Yurt dışında yaşayan Türklerin başarılarından duyduğu memnuniyeti ifade ederek sözlerine başlayan Akar, “Nereye giderseniz gidin, hangi ülkeyi ziyaret ederseniz edin mutlaka bir Türk ile karşılaşırsınız. Türklerin bir araya gelerek oluşturdukları toplulukları ve bu toplulukların başarılarını görürsünüz. Bununla ilgili en önemli konu da bu toplulukların gerekli bağlantıları kurarak Türkiye’nin sesini, haklı olduğumuz tezlerimizi tüm dünyaya duyurmasıdır” diye konuştu.
Akar resepsiyonun sonunda gündeme ilişkin soruları da yanıtladı.

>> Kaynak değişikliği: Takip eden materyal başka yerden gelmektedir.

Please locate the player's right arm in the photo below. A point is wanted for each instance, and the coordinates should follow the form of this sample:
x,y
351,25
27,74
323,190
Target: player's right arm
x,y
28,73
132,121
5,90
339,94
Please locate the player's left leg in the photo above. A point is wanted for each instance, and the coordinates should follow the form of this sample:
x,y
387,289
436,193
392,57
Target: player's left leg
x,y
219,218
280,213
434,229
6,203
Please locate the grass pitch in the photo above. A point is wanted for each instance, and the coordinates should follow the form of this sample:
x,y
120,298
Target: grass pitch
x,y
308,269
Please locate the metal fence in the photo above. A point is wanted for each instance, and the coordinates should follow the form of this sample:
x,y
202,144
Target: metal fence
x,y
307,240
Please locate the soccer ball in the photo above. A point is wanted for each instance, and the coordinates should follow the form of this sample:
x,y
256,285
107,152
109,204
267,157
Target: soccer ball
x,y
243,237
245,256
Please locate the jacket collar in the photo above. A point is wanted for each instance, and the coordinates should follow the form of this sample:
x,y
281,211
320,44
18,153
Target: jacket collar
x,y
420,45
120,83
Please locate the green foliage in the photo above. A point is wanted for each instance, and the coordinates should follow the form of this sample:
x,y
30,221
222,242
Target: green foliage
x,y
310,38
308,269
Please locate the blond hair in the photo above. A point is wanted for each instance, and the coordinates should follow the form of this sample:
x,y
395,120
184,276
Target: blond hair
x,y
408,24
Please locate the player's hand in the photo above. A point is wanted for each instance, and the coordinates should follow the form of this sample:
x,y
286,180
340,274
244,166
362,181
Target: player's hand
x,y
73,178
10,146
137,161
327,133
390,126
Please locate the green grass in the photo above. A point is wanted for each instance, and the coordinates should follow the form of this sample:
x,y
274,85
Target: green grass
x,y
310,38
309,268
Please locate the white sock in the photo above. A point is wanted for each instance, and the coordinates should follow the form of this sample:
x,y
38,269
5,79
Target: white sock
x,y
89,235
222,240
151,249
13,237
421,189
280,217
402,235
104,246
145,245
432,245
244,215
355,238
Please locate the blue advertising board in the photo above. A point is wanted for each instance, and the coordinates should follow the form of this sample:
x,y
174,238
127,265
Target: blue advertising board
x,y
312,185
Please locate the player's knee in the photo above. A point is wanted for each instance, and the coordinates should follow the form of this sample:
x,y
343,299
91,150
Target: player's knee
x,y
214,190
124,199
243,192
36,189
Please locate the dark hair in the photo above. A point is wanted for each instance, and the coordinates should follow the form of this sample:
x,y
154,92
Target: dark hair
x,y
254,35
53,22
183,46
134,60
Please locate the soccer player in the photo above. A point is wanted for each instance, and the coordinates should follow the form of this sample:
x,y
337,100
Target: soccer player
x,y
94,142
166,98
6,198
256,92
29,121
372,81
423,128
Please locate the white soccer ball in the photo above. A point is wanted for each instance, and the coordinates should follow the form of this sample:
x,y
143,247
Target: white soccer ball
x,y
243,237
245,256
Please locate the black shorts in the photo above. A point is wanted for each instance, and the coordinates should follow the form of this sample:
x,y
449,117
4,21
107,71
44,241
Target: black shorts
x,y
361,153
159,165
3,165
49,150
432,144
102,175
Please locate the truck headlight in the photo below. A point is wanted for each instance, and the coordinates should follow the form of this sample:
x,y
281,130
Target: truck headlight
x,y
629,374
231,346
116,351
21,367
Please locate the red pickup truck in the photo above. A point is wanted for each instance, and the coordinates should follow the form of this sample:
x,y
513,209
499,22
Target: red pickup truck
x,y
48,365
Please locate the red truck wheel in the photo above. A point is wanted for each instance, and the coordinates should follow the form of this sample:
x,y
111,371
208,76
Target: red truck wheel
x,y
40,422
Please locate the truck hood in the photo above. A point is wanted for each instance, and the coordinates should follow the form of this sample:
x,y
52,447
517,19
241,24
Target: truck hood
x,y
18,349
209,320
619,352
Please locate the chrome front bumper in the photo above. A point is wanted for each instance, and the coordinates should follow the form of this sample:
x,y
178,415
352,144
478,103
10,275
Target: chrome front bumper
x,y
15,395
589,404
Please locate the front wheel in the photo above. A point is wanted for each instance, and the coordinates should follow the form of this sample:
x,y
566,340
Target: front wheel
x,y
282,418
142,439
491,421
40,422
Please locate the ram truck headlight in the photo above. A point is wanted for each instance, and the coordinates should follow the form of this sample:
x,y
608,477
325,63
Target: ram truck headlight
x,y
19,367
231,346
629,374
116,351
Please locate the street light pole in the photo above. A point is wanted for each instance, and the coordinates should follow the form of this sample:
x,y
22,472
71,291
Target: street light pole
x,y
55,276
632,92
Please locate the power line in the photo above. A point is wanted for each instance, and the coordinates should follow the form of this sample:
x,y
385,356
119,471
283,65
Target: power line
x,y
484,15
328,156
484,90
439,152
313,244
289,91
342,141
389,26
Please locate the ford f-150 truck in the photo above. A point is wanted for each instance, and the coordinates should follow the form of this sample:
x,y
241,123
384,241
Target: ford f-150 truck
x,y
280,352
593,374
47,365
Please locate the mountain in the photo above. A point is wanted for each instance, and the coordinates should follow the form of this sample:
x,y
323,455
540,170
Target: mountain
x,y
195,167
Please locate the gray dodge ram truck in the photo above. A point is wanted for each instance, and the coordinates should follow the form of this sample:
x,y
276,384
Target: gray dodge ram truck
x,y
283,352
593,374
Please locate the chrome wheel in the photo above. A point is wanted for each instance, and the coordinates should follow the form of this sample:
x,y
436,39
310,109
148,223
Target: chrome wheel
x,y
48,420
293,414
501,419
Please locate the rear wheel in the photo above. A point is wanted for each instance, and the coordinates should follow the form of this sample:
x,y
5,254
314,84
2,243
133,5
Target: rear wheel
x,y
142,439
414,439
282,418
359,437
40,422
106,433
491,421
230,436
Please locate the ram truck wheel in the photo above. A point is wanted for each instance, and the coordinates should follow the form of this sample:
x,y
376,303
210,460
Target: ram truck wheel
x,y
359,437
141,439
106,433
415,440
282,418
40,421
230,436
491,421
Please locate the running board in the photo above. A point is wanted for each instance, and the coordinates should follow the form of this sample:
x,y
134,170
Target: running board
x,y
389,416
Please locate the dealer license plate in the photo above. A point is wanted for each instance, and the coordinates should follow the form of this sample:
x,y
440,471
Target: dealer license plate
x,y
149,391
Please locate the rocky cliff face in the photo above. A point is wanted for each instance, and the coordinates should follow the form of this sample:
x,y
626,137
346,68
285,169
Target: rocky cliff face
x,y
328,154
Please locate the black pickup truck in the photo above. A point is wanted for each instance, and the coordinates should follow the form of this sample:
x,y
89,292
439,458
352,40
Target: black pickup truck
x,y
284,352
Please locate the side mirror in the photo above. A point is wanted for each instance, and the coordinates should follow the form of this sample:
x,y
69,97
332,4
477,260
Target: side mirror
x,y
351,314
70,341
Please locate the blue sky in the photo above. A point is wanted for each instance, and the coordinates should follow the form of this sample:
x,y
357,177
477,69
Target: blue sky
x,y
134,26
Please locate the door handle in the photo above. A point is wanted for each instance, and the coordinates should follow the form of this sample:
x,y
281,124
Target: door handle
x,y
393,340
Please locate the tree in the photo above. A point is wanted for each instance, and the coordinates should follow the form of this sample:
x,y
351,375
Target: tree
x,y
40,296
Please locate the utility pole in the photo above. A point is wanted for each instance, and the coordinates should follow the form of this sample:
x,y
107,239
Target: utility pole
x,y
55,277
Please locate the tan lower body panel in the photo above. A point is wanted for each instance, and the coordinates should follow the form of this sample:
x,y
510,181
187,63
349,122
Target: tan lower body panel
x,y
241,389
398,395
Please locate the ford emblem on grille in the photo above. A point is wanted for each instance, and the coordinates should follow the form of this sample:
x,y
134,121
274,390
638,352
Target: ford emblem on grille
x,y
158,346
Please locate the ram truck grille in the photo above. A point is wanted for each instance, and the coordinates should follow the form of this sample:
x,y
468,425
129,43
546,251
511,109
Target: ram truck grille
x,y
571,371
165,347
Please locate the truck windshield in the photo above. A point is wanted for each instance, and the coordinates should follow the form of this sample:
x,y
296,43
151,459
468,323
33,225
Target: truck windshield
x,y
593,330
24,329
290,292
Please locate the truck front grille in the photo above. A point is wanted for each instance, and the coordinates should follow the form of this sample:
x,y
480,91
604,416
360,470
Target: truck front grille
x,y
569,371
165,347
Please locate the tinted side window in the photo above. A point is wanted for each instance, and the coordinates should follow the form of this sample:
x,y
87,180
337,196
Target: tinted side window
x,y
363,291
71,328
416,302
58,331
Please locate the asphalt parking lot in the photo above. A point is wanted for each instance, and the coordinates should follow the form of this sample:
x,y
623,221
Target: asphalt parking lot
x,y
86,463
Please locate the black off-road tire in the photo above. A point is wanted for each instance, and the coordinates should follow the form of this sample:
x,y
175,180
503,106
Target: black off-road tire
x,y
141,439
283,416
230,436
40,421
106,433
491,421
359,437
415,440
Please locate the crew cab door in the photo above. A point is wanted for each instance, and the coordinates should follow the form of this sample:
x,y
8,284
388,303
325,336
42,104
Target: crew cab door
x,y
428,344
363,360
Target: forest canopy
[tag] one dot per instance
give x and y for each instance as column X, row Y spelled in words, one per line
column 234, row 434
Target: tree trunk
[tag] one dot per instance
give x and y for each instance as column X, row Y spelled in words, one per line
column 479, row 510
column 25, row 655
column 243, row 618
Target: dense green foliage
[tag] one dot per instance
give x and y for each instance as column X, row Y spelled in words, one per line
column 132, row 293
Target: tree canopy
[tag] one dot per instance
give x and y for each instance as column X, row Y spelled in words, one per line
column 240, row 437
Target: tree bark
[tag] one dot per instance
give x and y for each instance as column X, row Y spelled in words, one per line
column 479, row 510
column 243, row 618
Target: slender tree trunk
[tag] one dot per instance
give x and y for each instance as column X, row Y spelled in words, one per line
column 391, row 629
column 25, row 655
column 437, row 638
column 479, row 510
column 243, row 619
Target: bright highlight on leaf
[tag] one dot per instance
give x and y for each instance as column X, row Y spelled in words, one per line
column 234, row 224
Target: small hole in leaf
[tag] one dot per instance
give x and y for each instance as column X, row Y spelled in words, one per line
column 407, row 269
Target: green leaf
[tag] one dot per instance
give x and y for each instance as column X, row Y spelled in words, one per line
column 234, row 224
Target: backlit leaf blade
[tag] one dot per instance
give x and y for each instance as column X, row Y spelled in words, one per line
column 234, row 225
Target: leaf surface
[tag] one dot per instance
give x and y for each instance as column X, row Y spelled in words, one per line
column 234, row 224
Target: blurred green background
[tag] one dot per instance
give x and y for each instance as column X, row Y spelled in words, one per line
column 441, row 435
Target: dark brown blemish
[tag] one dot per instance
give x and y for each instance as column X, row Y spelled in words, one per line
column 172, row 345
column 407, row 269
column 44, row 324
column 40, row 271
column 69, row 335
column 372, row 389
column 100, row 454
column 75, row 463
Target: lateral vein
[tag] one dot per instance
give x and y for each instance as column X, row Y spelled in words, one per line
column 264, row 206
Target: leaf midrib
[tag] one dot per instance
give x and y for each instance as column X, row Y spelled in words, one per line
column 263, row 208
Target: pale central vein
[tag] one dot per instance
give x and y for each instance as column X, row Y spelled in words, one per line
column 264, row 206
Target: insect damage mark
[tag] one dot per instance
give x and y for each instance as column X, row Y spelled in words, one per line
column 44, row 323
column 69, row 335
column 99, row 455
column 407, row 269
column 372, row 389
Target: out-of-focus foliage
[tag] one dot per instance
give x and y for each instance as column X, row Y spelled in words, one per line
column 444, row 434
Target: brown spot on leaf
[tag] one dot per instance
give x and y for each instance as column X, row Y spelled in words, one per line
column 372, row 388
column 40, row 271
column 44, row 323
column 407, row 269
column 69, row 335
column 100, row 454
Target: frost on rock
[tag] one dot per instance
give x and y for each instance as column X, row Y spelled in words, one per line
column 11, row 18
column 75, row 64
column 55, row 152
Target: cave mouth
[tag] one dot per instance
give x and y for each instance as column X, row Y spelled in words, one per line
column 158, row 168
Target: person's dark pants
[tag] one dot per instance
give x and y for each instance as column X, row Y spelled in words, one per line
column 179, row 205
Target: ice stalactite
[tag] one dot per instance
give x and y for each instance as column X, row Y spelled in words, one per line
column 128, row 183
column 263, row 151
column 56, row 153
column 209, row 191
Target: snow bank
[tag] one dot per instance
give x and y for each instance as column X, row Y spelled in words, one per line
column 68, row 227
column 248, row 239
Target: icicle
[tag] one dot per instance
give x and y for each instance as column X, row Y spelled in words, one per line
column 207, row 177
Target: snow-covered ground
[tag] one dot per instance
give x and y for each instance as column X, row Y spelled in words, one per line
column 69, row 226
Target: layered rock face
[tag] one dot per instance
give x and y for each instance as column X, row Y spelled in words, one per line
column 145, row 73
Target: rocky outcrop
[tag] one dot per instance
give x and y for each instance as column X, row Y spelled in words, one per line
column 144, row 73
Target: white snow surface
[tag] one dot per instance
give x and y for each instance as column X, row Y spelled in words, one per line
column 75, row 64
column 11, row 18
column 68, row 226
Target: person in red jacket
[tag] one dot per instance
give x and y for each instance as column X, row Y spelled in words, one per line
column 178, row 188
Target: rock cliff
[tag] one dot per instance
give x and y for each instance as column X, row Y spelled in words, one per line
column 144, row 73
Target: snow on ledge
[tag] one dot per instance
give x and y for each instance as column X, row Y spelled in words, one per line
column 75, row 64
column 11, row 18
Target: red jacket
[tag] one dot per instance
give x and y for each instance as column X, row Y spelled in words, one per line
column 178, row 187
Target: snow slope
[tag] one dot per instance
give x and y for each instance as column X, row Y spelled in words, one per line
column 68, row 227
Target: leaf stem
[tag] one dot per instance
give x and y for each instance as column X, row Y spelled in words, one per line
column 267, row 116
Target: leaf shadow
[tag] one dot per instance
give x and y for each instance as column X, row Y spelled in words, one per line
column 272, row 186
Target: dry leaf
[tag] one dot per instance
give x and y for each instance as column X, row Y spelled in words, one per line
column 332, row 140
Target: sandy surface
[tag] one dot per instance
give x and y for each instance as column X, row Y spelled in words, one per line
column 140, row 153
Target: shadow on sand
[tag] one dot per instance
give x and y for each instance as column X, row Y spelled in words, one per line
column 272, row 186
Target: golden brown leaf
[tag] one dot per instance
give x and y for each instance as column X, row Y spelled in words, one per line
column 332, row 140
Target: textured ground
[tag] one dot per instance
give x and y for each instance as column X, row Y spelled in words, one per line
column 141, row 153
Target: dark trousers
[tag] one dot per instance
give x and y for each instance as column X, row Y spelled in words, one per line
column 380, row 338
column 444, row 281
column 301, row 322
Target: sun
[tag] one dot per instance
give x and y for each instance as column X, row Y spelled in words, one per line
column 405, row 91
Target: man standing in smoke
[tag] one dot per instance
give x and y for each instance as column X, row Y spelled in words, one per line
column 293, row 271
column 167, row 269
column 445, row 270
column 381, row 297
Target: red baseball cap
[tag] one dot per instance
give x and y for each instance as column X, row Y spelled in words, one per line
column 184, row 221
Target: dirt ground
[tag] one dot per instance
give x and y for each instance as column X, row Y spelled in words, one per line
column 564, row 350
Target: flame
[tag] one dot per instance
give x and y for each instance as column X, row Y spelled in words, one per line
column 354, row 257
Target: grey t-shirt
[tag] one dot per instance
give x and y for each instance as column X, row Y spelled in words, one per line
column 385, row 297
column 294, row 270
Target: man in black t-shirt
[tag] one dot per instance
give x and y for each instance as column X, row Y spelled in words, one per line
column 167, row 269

Türk Silahlı Kuvvetleri ve komuta kademesine aleyhinde söylemler ile yerli ve milli savunma sanayiine yönelik açıklamalar hatırlatılarak değerlendirmesi sorulan Bakan Akar, “Son dönemde Türk Silahlı Kuvvetleri sinsi siyasi kaygı ve gayelerle, fitne ve fesatla tartışmaların içine çekilmeye çalışılmaktadır. Anlamsız bahanelerle TSK’nın komuta kademesini hedef alanları, haksız ve ölçüsüz açıklamalarla kendi siyasi polemiklerine konu etmek isteyenleri, TSK’nın başarılarında büyük pay sahibi olan İHA/SİHA’lar ile onları üretenlere çamur atanları kınıyoruz ve asil milletimizin takdirlerine havale ediyoruz” diye konuştu.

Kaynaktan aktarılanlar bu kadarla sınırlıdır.